データをバイナリとしてロードし、すべての\u00hh最後の2桁の16進数が表すバイトを含むシーケンス、UTF-8としてデコードしてからJSONとしてデコードします。

import re from functools import partial fix_mojibake_escapes = partial( re.compile(rb'\u00([\da-f]{2})').sub, lambda m: bytes.fromhex(m.group(1).decode())) with open(os.path.join(subdir, file), 'rb') as binary_data: repaired = fix_mojibake_escapes(binary_data.read()) data = json.loads(repaired.decode('utf8'))

サンプルデータから、これにより以下が生成されます。

{'content': 'No to trzeba ostatnie treningi zrobić xD', 'sender_name': 'Radosław', 'timestamp': 1524558089, 'type': 'Generic'}

Geekmoss · Answer

オブジェクトを解析するための私のソリューションは parse_hookロード/ロードのコールバック関数：

import json def parse_obj(dct): for key in dct: dct[key] = dct[key].encode('latin_1').decode('utf-8') pass return dct data = '{"msg": "Ahoj sv\u00c4\u009bte"}' # String json.loads(data) # Out: {'msg': 'Ahoj svÄ\x9bte'} json.loads(data, object_hook=parse_obj) # Out: {'msg': 'Ahoj světe'} # File with open('/path/to/file.json') as f: json.load(f, object_hook=parse_obj) # Out: {'msg': 'Ahoj světe'} pass

更新：

文字列を含むリストを解析するためのソリューションが機能しません。
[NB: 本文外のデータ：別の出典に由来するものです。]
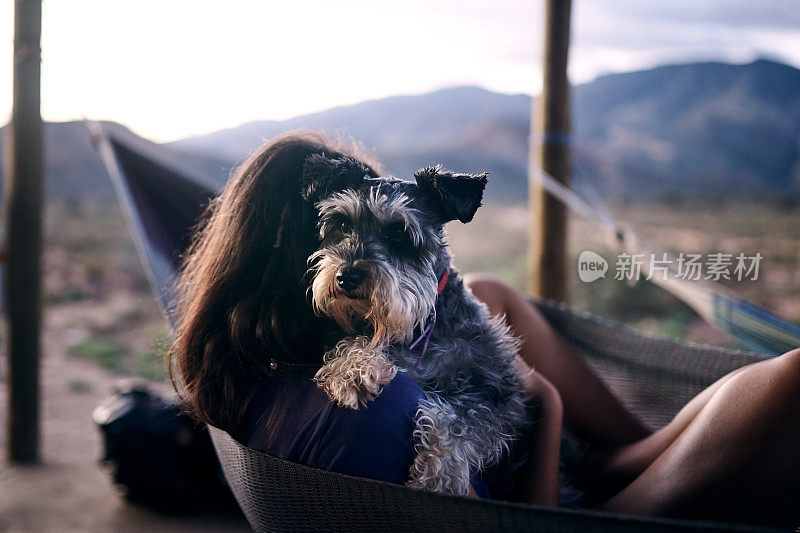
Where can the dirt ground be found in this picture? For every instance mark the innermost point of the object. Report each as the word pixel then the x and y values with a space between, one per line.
pixel 68 491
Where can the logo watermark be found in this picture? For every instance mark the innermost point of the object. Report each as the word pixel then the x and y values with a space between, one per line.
pixel 715 266
pixel 591 266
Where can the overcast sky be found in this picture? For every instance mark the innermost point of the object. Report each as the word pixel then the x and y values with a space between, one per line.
pixel 174 68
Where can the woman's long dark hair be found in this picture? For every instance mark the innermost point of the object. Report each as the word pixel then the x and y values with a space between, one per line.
pixel 241 295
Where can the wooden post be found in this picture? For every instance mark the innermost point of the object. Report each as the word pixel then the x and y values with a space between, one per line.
pixel 550 150
pixel 24 169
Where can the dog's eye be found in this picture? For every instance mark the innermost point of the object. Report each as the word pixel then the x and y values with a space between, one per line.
pixel 395 232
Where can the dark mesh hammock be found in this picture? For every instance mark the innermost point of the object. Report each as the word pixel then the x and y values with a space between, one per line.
pixel 654 377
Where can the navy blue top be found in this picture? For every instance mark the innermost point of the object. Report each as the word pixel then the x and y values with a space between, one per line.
pixel 293 419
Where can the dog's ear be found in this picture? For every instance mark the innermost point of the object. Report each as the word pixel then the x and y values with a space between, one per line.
pixel 457 195
pixel 323 176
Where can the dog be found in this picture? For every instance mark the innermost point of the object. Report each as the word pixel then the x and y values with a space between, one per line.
pixel 385 274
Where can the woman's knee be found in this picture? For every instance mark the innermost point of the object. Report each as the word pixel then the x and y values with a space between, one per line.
pixel 491 291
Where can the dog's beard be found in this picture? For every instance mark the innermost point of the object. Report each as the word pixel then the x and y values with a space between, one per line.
pixel 394 302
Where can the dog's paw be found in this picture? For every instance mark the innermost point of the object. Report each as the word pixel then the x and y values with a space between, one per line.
pixel 354 372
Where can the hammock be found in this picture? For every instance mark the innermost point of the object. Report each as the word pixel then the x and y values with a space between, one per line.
pixel 753 326
pixel 654 378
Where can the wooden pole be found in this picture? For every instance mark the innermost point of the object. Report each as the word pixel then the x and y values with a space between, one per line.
pixel 24 169
pixel 550 150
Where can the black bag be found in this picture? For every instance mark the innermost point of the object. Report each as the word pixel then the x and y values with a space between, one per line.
pixel 159 456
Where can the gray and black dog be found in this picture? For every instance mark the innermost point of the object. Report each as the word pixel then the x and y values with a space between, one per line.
pixel 384 273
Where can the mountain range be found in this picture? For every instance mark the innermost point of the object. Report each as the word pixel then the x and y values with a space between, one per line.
pixel 709 130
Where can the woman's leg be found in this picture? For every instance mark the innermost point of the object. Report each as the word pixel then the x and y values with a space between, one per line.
pixel 589 408
pixel 736 459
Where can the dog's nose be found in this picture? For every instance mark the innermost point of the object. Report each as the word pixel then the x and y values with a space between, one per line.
pixel 349 277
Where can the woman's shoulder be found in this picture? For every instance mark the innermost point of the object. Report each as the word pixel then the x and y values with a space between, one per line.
pixel 292 418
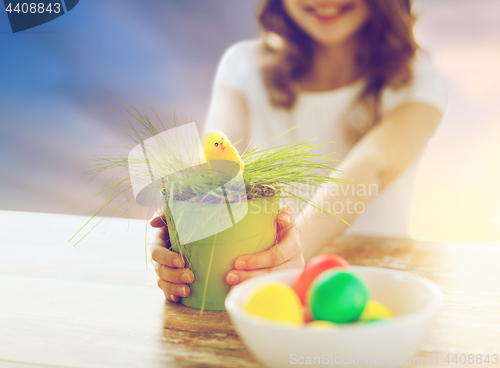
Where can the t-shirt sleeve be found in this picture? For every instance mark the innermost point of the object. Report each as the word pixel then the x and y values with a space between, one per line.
pixel 236 68
pixel 427 86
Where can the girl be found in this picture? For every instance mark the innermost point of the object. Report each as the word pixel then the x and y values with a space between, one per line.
pixel 347 71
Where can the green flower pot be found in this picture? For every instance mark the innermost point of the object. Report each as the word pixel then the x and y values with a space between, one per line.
pixel 212 257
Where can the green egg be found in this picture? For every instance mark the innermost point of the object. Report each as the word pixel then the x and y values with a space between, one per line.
pixel 337 296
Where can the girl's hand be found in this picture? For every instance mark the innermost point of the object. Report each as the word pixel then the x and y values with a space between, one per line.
pixel 287 253
pixel 172 276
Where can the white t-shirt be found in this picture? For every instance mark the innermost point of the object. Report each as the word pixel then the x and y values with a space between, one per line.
pixel 321 118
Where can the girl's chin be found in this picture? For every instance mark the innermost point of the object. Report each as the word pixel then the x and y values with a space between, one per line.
pixel 333 40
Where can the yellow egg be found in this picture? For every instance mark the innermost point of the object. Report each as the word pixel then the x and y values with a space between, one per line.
pixel 374 310
pixel 321 325
pixel 277 302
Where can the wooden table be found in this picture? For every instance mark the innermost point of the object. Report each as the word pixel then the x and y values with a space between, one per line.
pixel 96 305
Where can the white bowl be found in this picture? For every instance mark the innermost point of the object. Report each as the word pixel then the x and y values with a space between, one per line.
pixel 414 301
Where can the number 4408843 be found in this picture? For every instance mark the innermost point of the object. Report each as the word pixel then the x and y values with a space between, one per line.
pixel 34 8
pixel 471 359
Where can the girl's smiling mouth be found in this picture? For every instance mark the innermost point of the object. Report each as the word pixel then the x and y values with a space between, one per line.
pixel 327 12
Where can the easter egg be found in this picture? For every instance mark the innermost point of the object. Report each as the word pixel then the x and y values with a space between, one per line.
pixel 337 296
pixel 374 311
pixel 314 267
pixel 275 301
pixel 321 325
pixel 307 315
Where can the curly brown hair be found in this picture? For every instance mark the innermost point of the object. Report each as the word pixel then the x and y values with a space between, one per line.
pixel 388 45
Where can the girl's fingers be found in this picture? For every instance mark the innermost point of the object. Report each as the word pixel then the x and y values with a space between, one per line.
pixel 173 290
pixel 158 220
pixel 163 256
pixel 175 275
pixel 235 277
pixel 280 253
pixel 285 220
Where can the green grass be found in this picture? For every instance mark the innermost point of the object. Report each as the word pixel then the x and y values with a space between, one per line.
pixel 269 172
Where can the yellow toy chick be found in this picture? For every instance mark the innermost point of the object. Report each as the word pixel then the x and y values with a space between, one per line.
pixel 216 146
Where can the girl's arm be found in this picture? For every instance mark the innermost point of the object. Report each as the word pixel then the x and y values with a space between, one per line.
pixel 377 159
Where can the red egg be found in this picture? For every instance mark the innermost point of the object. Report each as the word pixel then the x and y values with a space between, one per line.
pixel 314 267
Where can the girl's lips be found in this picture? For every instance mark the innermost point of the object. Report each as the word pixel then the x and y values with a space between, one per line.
pixel 329 12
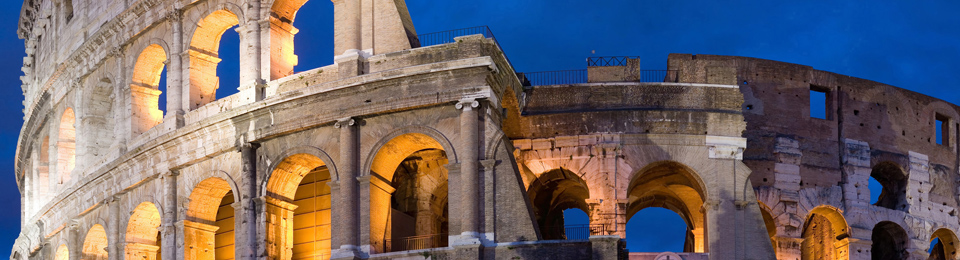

更新されたソリューションは次のとおりです。

import json def parse_obj(obj): for key in obj: if isinstance(obj[key], str): obj[key] = obj[key].encode('latin_1').decode('utf-8') Elif isinstance(obj[key], list): obj[key] = list(map(lambda x: x if type(x) != str else x.encode('latin_1').decode('utf-8'), obj[key])) pass return obj

Ondrej Sotolar · Answer

@Martijn Pietersのソリューションに基づいて、Javaでも似たようなものを書きました。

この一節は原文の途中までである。